My case is that i have more controllers with sharing one view and i'm trying to change dinamycally the action on a form passing a variable defined in the controller
Trying some solution i've observed that if i have a nil variable in url_for_options form_tab variable, the form in the view has the right controller path from where the view was called
<%= form_tag nil, :method => :get, :class => 'search' do %>
is it a bug or a feature?
Note that if you pass an empty string, instead of nil, you get a slightly different behavior:
form_tag nil
creates
<form action="(URL based on current controller and action)">....
While
form_tag ""
creates
<form action>....
If the URL of the page you're on is, say, "/foo/bar" (for FooController#bar), then the two are functionally equivalent. If the URL of the current page is "/foo/bar?a=1&b=2", the former will continue to point at just "/foo/bar", while the latter will result in a form that submits to the full URL (querystring included). This is because the HTML standard (no action or empty action = use current URL, including querystring) is used by the latter. Instead the former triggers a Rails standard (nil for url_for => use current controller and method).

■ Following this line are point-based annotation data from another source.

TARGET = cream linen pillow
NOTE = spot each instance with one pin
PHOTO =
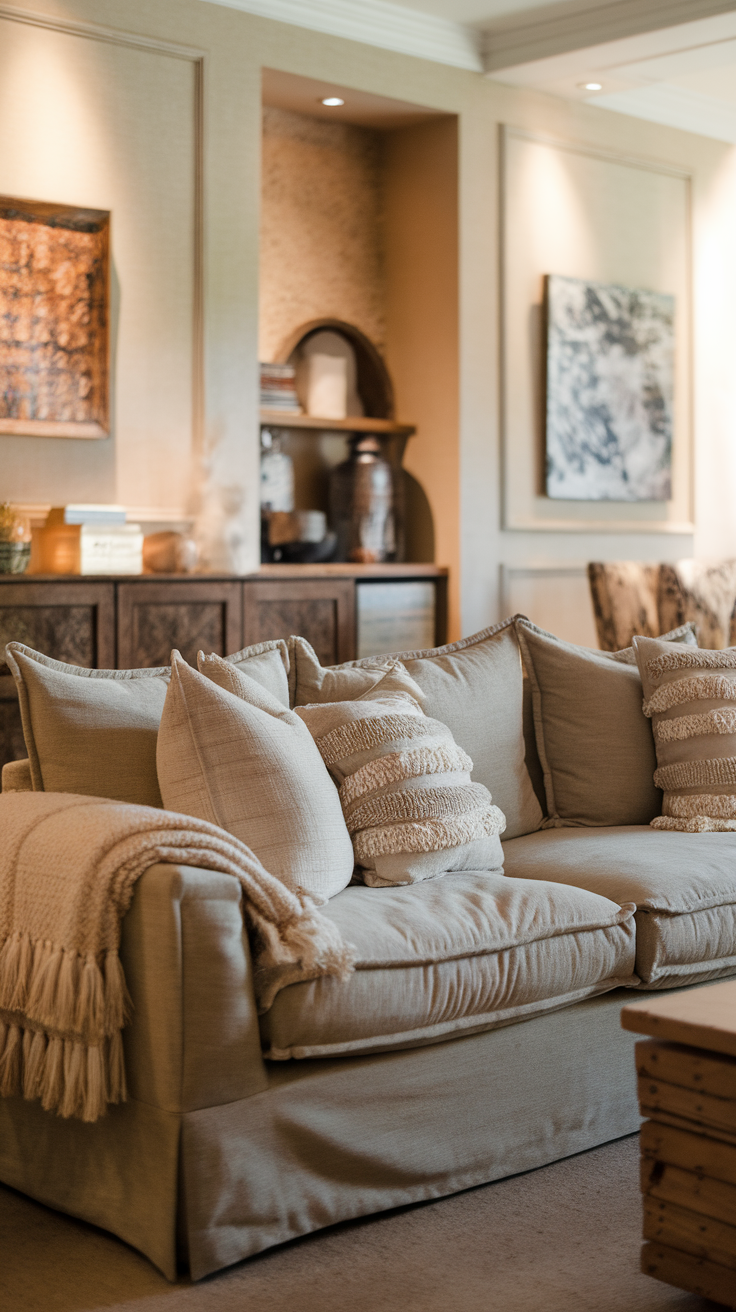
(474, 686)
(89, 731)
(268, 664)
(594, 745)
(690, 697)
(93, 731)
(406, 790)
(247, 764)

Just thought it's worth mentioning as there are cases where the HTML standard for an action-less form is more useful (ie. where you want querystring parameters to be sticky), and the subtle difference in behavior between nil and "" is easy to miss.
The solution is using an empty action attribute on a form to submit that form to the current page. and is described on RFC 2396
4.2. Same-document References
A URI reference that does not contain a URI is a reference to the
current document. In other words, an empty URI reference within a
document is interpreted as a reference to the start of that document, and a reference containing only a fragment identifier is a reference
to the identified fragment of that document. Traversal of such a
reference should not result in an additional retrieval action.

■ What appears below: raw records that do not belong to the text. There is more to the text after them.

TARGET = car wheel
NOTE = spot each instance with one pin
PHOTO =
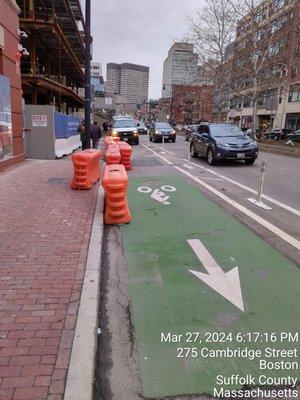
(210, 157)
(250, 161)
(193, 151)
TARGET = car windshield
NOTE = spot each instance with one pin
(225, 130)
(124, 123)
(163, 125)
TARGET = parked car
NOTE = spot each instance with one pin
(162, 130)
(275, 134)
(126, 130)
(250, 132)
(190, 129)
(142, 129)
(223, 141)
(294, 136)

However, if the URI reference occurs in a context that is always
intended to result in a new request, as in the case of HTML's FORM
element, then an empty URI reference represents the base URI of the
current document and should be replaced by that URI when transformed
into a request.
A strange behaviour when
url_for_options == nil
<form accept-charset="UTF-8" action="/welcome" class="search" method="get">
url_for_options == ""
<form accept-charset="UTF-8" action class="search" method="get">
It is not a bug. If you don't provide any action to 'form_tag' or 'form_for', By default it will be posted to same controller where view is called from.